The independent watchdog responsible for the government’s economic forecasts has blamed the eurozone crisis and high oil prices for its failure to foresee a £58bn overshoot in state borrowing during George Osborne’s tenure as chancellor.
In an assessment of its own forecasting record, the Office for Budget Responsibility (OBR) said much weaker than expected tax revenues had resulted in a budget deficit of £76bn in 2015-16, £58bn bigger than it had predicted when the coalition government came to office in 2010.
The OBR said it did not believe the austerity policies implemented by Osborne when he was at the Treasury were the reason for the forecasting error because it had known that fiscal policy – decisions related to tax and spending – would be tougher from 2010 onwards.
“We consider the more plausible explanation for the pattern of our growth errors across recent years to be the deterioration and subsequent improvement in confidence and credit conditions, largely associated with the sovereign debt crisis in the euro area,” the OBR said in its 2016 forecast evaluation report.
“The oil-price driven rise in inflation in 2011 that reduced households’ real incomes was also an important explanation at the start of the period.”
The OBR said the deficit in 2015-16 had been higher than forecast despite four factors that had been helpful in reducing borrowing: debt interest payments that were £23bn lower than predicted; a £6bn reduction in expected welfare spending; and lower spending on running costs and investment by Whitehall departments worth a combined £1.2bn.
However, these windfalls for the Treasury were more than offset by weaker tax receipts, which were £85bn lower in 2015-16 than the OBR anticipated in 2010.
The OBR said £70bn of the shortfall in receipts was due to weaker growth, with the remaining £15bn caused by the fact that the state was getting less tax for every pound of economic output. With employment growth concentrated in low-pay sectors, the exchequer has not been receiving the income tax and national insurance contributions that were expected six years ago.
Osborne set up the OBR in one of his first moves as chancellor, saying he wanted to remove the risk of political interference from forecasts for the economy and for government finances.
But the slowdown in the economy during the first half of the last parliament caught the OBR unawares, it admitted.
“Over the five years of our June 2010 forecast, real GDP growth has been weaker than expected, with the shortfall focused in the first half of that period. In expenditure terms, the error can be explained by weaker-than-expected investment and net trade.”
The evaluation report added: “The continued weakness in productivity growth has been very unusual by historical standards and is responsible for a large part of our error in forecasting real GDP growth. This error was only partly offset by stronger-than-expected growth in employment.”
In a separate working paper, the OBR said the government had lost hundreds of millions of pounds in revenue by pre-announcing changes to property taxes such as stamp duty, giving nimble homebuyers time to speed up or delay transactions to take advantage of lower rates.

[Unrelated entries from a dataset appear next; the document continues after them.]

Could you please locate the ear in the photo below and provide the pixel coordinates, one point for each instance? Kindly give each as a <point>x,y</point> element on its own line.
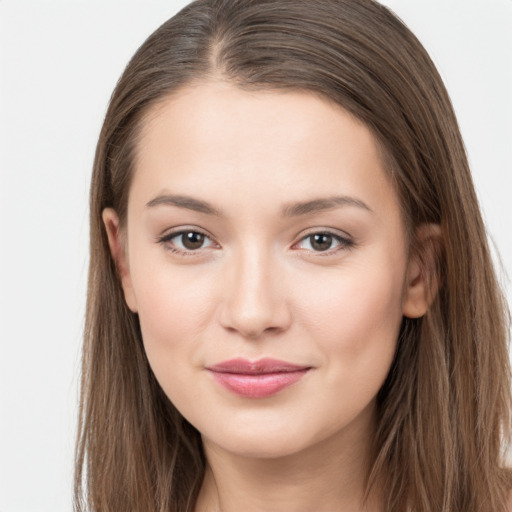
<point>117,246</point>
<point>422,279</point>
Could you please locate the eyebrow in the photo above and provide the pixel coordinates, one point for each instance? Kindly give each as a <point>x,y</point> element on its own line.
<point>186,202</point>
<point>318,205</point>
<point>291,210</point>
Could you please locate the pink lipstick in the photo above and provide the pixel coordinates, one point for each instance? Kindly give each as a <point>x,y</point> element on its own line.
<point>257,379</point>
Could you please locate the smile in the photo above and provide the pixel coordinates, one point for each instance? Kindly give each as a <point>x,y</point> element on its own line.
<point>257,379</point>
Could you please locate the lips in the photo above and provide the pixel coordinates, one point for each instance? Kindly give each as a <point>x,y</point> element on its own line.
<point>258,379</point>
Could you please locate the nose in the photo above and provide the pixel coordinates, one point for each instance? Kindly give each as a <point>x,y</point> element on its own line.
<point>255,301</point>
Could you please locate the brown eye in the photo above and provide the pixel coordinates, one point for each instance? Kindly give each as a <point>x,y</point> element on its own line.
<point>192,240</point>
<point>321,241</point>
<point>324,242</point>
<point>186,241</point>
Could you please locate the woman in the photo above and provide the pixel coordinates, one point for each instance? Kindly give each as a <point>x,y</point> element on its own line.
<point>291,300</point>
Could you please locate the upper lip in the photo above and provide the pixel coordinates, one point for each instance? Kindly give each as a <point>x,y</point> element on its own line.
<point>260,367</point>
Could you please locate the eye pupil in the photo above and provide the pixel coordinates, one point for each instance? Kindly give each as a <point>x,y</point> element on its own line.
<point>321,242</point>
<point>192,240</point>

It said by far the most expensive of the six separate incidents studied was the November 2015 announcement of a 3% surcharge for second-home buyers, which was not implemented until March 2016.

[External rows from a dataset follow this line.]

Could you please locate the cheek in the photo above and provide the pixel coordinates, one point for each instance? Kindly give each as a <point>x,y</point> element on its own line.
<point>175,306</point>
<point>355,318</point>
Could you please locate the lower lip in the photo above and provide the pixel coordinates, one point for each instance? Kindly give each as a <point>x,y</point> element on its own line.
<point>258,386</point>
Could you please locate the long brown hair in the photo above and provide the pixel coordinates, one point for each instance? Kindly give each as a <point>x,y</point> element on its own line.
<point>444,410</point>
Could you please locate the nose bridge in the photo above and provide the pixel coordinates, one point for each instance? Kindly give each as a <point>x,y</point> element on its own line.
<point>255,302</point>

“The latest data suggest that around 40,000 transactions were brought forward to beat this increase, with an average tax-saving of £7,560 and a total cost to government of around £300 million. This was a considerably larger effect than the OBR had assumed when forecasting its impact.”
The OBR said the four-month gap gave buyers and sellers plenty of time to bring forward their transactions, noting that even when the window was as short as 11 hours, some buyers were still fleet-footed enough to beat the tax authorities.
It said Osborne had announced changes to stamp duty in his autumn statement in 2014 that reduced the tax on sales over £937,500 but reduced it on all cheaper properties. Although potential buyers only had 11 hours to finalise deals, four times as many transactions took place than usual, costing the exchequer £5m and saving someone buying a £1.5m property £92,000 on average.